Regulatory Limits and What Farms Actually Produce

The U.S. legal limit for somatic cells in Grade A milk is 750,000 cells per milliliter, established by the Pasteurized Milk Ordinance. Several states set stricter limits: California caps it at 600,000, Oregon at 500,000, and Idaho and Washington at 400,000.

In practice, most milk falls well below these thresholds. The average somatic cell count for U.S. producer milk in 2023 was around 200,000 cells per milliliter, less than a third of the federal limit. Over the past 24 years, the national average has trended steadily downward, reflecting improvements in herd health and milking practices. A count of 200,000 is generally considered to reflect a herd with good udder health.

To put 200,000 cells per milliliter in perspective, these are microscopic cells suspended in fluid. A milliliter is about one-fifth of a teaspoon. The cells themselves are invisible to the naked eye, and at these concentrations they have no impact on the appearance, texture, or safety of the milk.

What Happens During Processing

Even before pasteurization, industrial milk processing removes a significant portion of somatic cells. Centrifugation, the spinning process used to separate cream, also strips out cells and microorganisms. This step alone reduces somatic cell counts by 35% to 75%. Microfiltration, used for some milk products, removes about 75% of somatic cells from skim milk by trapping them in filter membranes or breaking them apart through the force of processing.
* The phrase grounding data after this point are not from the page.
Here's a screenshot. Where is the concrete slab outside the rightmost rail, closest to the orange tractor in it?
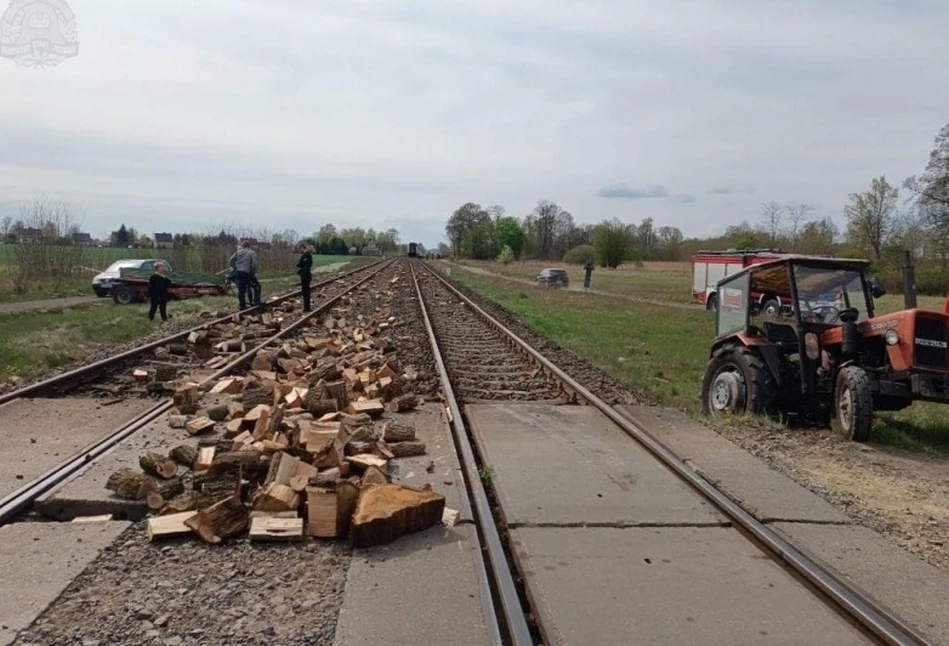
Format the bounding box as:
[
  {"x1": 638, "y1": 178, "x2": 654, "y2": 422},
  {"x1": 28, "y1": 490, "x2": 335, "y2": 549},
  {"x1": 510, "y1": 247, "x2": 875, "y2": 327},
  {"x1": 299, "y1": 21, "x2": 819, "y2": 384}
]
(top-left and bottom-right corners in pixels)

When centrifugation and microfiltration are combined, the reduction is dramatic: 92.6% to 99.5% of somatic cells are removed. So the milk sitting on a grocery store shelf contains a small fraction of the cells that were present when it left the farm. Pasteurization then kills any remaining bacteria, making the final product safe regardless of the original cell count.

Is High-SCC Milk Harmful to Drink?

A comprehensive review by the National Mastitis Council found no documented direct health risk from consuming milk with elevated somatic cell counts. The ingestion of bovine white blood cells has not been shown to harm humans in any scientific study. Your digestive system breaks down these cells the same way it breaks down any other protein.

The one genuine safety concern is unpasteurized milk. When a cow has mastitis, pathogenic bacteria may be present in her milk. Pasteurization is highly effective at killing these organisms, but raw milk skips that step entirely. The risk from high-SCC milk isn’t the cells themselves. It’s the bacteria that might accompany them if the milk isn’t properly heat-treated.

How Somatic Cells Affect Milk Quality

While somatic cells don’t pose a health risk, high counts do affect taste and shelf life. When white blood cells flood the udder during infection, they release enzymes that break down milk components. Some of these enzymes attack milkfat, producing free fatty acids that create a rancid, soapy, or sour flavor. Others break down milk proteins, leading to bitterness.

Cows with mastitis or those late in their lactation cycle can also produce milk with a noticeably salty taste. These flavor defects are one reason the dairy industry monitors somatic cell counts so closely. High-SCC milk doesn’t just signal a sick cow; it produces an inferior product with a shorter shelf life. Farmers are financially penalized for high counts, which creates a strong incentive to keep herds healthy and cell counts low.

The bottom line: milk contains immune cells, not pus. The two are biologically different, the levels in commercial milk are low and tightly regulated, and processing removes the vast majority of what remains. The “pus in milk” framing is an advocacy tool, not a scientific description of what’s in your glass.